Pubblicato il 7 mag 2024

Pietro Cotrupi

IT System Administrator Assitech/Orbyta Tech

Daniela Cutaia

CEO Orbyta Tax & Legal



NIS 2

La Direttiva NIS2 (Network and Information Systems Directive 2) rappresenta un importante passo in avanti nell’ambito della sicurezza informatica in Europa. Vediamo in dettaglio cosa sia la NIS2 e quali siano i suoi principali elementi, focalizzandosi sui settori critici, i requisiti di sicurezza e la gestione dei rischi per le aziende.

In particolare, è fondamentale andare oltre la conformità, creando una vera e propria cultura di sicurezza informatica coinvolgendo attivamente le parti interessate. Le conclusioni offrono una sintesi dei punti chiave e prospettive future sull’evoluzione della sicurezza informatica con l’implementazione della NIS2.

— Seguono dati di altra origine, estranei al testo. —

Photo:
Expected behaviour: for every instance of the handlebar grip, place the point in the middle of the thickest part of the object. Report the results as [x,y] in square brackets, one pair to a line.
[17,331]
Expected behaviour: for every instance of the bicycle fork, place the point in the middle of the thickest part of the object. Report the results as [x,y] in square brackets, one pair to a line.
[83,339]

L’evoluzione della sicurezza informatica con la NIS2

Adottata per la prima volta nel 2016 per migliorare la capacità degli Stati membri dell’UE di affrontare le minacce e garantire un livello elevato di sicurezza delle reti e dei sistemi informativi, la NIS2 è la versione aggiornata e riveduta di questa direttiva. L’obiettivo è quello di rafforzare ulteriormente la cybersecurity delle aziende aziende e affrontare le nuove sfide emergenti nel panorama digitale.

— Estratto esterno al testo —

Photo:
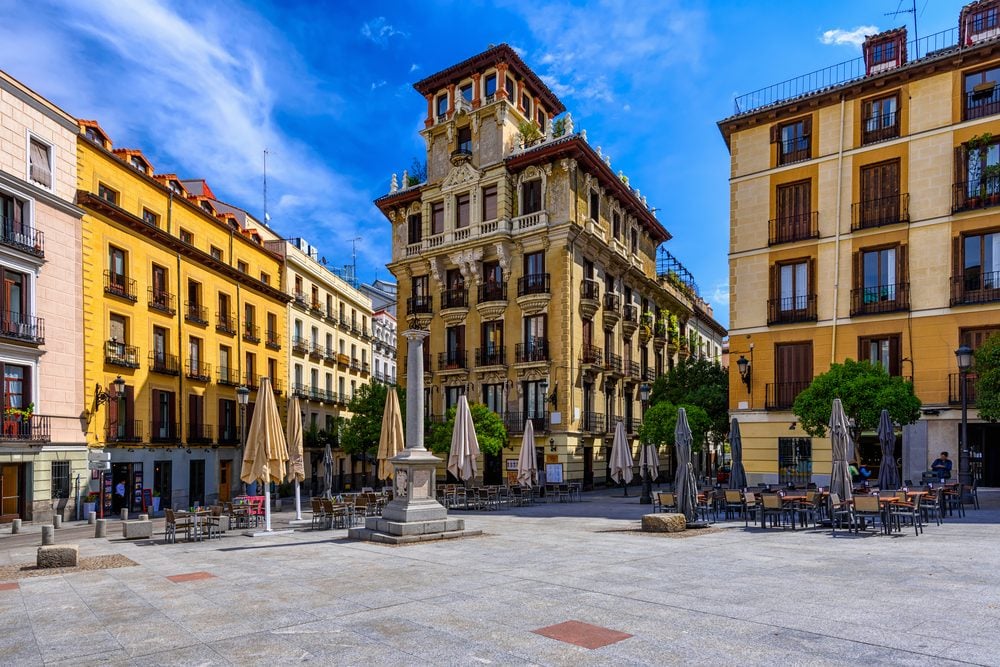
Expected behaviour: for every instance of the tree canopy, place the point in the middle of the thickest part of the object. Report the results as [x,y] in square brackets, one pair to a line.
[361,432]
[658,427]
[865,389]
[696,382]
[490,431]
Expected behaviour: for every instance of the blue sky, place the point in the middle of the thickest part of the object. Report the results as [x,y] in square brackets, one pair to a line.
[326,87]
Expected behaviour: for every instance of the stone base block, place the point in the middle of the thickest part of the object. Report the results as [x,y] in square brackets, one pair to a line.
[664,523]
[132,530]
[58,555]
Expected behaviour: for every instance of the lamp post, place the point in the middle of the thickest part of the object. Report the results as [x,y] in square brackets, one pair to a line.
[243,397]
[964,357]
[647,482]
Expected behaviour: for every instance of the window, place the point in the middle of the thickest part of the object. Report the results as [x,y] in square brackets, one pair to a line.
[40,162]
[462,211]
[60,472]
[414,228]
[531,196]
[881,119]
[437,218]
[793,139]
[882,351]
[107,194]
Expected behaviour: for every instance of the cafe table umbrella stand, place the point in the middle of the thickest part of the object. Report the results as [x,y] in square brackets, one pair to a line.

Dal punto di vista della sicurezza informatica, una delle principali caratteristiche della NIS2 è l’allargamento del suo campo di applicazione. Oltre agli operatori di servizi essenziali (OSE) e ai fornitori di servizi digitali (DSP) già inclusi nella NIS originaria, introduce infatti nuove categorie di entità soggette alla direttiva. Un’espansione che riflette la crescente importanza di proteggere una vasta gamma di servizi digitali e di garantire la resilienza di settori critici.

Inoltre, la NIS2 prevede l’introduzione di nuovi requisiti e standard per assicurare una migliore gestione dei rischi informatici. Gli Stati membri sono tenuti a istituire Autorità nazionali competenti (NCA) responsabili di garantire l’applicazione di misure adeguate a prevenire e gestire le minacce alla sicurezza. Un ulteriore elemento chiave per implementare la sicurezza informatica all’interno dell’Unione Europea.

Perché creare una cultura di sicurezza

Creare e promuovere una solida cultura di sicurezza aziendale è essenziale per proteggere l’organizzazione da una vasta gamma di minacce informatiche sempre più sofisticate e per garantire la sicurezza dei dati sensibili. Questo tipo di cultura non riguarda solo l’implementazione di soluzioni tecnologiche avanzate, ma coinvolge anche un cambio culturale e comportamentale all’interno dell’azienda. Ma perché è fondamentale averne una?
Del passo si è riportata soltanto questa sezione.